Bill Waddill's 1932 Ford Roadster

Waddill was not just a businessman and club organizer but also a hands-on mechanic and car enthusiast. In 1951, he proudly showcased his custom-built deuce roadster, which was equipped with a 59A block that had been bored and stroked, Edelbrock heads to enhance the compression, and an Edelbrock triple carb setup to feed the engine. Waddill drove this modified roadster to the Bonneville Salt Flats, where he achieved a speed of 130 mph in the Modified Roadster class, a feat that he proudly displayed on a plaque in subsequent car shows. The car underwent further modifications over the years, including an engine swap to a Nailhead Buick fueled by four carburetors, and a change in color from black to maroon.[1]


The Gear Grinders club actively participated in the local and regional hot rod scene. They attended the first Detroit Autorama and other regional shows, showcasing their meticulously built vehicles and winning numerous trophies for outstanding craftsmanship. They also participated in early drag racing events, including the Ecorse Road competitions in 1953 and the Amrhein Road Races near Detroit in 1954. By 1956, the club was a part of the Michigan Hot Rod Association and contributed to the construction of a drag strip in New Baltimore, north of Detroit. The Gear Grinders continued to be active into the 1960s, evolving from a group of young enthusiasts rebuilding old cars into skilled mechanics and automotive craftsmen, producing award-winning creations that gained public admiration.[1]

A Mentor and an Inspiration

Over the years, Waddill continued to actively participate in drag competitions and was well-documented in magazines like Hot Rod, Hop Up, Car Craft, and National Dragster. Despite the West Coast being the focal point of hot rodding during the 1940s and 1950s, Waddill and other Midwesterners were able to keep pace with their Californian counterparts, absorbing the knowledge and skills necessary to be competitive in the hot rod scene. Waddill's influence extended beyond the track; he was known to mentor young hot rodders, offering advice and sharing his knowledge of automotive performance.[1]
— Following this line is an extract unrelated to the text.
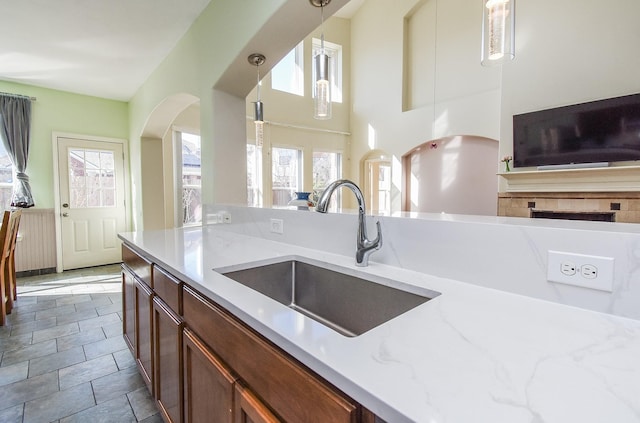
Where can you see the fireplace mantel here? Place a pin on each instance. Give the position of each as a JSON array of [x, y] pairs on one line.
[[603, 179]]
Michigan Motor Sports Hall of Fame

Waddill's contributions to the hot-rodding community were formally recognized in 1991 when he was posthumously inducted into the Michigan Motor Sports Hall of Fame. This recognition acknowledged his lifetime of supporting the hobby, helping others, and advancing the field of automotive performance. Waddill's impact, both locally and nationally, confirms his status as a pioneer in the hot rodding scene and his enduring legacy in the world of automotive performance.[1]